Inaccurate MDS Coding for Refusals and Chronic Scalp Wound
Penalty
Summary
The facility failed to ensure that Minimum Data Set (MDS) assessments accurately reflected resident status for two residents reviewed for skin issues. For one resident with diagnoses including diabetes mellitus, heart failure, and morbid obesity, the quarterly MDS dated 09/29/2024 documented intact cognition and no behaviors, including no refusals of care, medications, or activities of daily living. However, nursing notes showed that this resident refused an IV catheter for IV infuvite on 09/23/2024 and refused milk of magnesia on 09/27/2024, stating they had not eaten in days. Additional documentation on 09/27/2024 described the resident as aggressive/combative and resisting/refusing care. The September Medication Administration Record showed refusals of Eliquis on 09/22/2024, 09/24/2024, and 09/25/2024, and CNA ADL documentation for September 2024 recorded behavior symptoms on multiple dates. Despite these documented refusals and behaviors, they were not captured on the MDS, and the Regional MDS Coordinator later acknowledged that these behaviors should have been included and that information may have been entered incorrectly by new staff. For a second resident with diagnoses including urinary abscess of the head/scalp, unspecified open wound of the head, and chronic osteomyelitis of the skull, the MDS assessments also failed to accurately reflect the resident’s condition.

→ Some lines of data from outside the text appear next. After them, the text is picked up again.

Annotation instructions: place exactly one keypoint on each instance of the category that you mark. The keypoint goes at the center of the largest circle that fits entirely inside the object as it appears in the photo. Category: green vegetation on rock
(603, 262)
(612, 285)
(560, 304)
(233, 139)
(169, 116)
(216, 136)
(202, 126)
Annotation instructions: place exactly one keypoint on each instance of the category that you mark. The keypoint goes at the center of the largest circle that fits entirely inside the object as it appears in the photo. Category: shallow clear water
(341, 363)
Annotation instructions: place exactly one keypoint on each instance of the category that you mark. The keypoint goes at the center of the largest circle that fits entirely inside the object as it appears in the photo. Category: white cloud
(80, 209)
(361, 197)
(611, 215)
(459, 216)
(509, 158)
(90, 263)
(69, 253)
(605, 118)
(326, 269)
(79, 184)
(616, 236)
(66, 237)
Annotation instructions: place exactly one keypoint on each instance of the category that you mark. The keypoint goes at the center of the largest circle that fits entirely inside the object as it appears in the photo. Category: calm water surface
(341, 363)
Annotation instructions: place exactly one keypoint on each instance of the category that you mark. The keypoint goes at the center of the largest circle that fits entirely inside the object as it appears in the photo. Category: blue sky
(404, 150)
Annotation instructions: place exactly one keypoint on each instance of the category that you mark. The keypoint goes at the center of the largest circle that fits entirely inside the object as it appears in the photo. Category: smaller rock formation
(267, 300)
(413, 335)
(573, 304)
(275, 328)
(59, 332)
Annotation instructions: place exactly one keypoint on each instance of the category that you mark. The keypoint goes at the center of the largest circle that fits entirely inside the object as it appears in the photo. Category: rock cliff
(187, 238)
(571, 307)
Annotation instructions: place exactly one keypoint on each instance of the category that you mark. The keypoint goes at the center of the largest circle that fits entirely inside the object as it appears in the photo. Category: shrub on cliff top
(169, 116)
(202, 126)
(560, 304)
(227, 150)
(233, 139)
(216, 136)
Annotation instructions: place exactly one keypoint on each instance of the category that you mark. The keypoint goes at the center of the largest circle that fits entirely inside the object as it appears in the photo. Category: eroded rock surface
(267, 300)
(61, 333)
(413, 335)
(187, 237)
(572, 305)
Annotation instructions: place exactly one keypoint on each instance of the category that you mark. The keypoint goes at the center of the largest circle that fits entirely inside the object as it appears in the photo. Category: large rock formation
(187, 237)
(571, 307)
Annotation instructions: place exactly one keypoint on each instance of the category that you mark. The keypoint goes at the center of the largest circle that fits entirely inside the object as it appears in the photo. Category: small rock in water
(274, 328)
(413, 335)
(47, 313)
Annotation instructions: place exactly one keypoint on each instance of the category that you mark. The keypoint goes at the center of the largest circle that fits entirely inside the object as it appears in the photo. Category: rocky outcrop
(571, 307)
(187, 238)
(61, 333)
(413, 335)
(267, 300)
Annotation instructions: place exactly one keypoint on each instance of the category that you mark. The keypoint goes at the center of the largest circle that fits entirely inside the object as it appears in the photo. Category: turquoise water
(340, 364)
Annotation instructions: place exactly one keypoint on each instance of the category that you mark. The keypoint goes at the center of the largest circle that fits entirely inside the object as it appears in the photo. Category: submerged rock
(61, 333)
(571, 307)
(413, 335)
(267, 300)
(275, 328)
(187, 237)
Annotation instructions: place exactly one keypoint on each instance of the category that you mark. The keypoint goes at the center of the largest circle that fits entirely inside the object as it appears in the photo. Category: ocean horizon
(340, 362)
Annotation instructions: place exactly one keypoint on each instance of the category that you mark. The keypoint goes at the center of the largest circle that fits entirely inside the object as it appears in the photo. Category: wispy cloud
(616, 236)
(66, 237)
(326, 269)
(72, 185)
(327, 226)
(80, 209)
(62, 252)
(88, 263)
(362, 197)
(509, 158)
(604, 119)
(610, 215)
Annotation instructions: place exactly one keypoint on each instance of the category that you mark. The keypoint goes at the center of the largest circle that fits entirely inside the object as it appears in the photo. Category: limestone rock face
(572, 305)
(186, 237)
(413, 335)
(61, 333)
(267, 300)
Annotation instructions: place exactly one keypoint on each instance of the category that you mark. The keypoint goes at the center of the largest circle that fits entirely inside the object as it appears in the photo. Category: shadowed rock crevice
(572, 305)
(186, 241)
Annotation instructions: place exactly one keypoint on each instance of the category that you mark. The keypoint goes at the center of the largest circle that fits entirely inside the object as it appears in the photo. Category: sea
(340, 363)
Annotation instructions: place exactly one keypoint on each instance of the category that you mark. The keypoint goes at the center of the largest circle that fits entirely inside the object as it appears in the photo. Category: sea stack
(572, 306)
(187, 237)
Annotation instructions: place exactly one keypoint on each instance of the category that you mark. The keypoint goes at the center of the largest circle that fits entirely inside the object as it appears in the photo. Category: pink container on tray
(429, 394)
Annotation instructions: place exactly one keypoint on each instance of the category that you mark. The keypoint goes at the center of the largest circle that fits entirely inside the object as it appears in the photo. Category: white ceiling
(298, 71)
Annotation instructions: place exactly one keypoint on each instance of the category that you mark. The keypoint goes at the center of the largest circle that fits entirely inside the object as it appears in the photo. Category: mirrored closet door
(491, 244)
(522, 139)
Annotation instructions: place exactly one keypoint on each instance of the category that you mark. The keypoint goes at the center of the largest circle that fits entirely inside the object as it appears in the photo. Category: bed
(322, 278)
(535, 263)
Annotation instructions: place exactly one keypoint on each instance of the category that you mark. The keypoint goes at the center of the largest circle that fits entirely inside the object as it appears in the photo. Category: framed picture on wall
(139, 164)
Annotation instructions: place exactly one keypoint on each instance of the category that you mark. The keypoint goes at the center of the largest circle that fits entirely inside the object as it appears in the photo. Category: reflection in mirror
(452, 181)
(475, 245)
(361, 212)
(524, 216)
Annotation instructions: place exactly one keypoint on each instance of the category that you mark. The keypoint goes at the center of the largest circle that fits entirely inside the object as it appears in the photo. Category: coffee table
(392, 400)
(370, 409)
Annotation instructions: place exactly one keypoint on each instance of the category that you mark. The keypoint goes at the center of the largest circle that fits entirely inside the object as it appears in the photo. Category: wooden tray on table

A physician’s note dated 11/26/2025 documented a chronic right scalp infection with greenish-brown exudate, and physician orders on 11/26/2025 and 11/27/2025 directed cleansing of the right temporal area with normal saline, application of a clean dry dressing, and topical Gentamicin Sulfate for osteomyelitis of the scalp. The Treatment Administration Record showed that the ordered scalp treatment was administered on 12/30/2025 and 12/31/2025. Despite this, both the Five-Day and Quarterly MDS assessments documented that the resident did not have other ulcers, wounds, or skin problems. The Regional MDS Coordinator stated that staff entering the MDS information made mistakes, that the MDS Coordinator position had been vacant, and that corporate staff were attempting to complete assessments while the Regional Coordinator was overseeing them but having difficulty keeping up.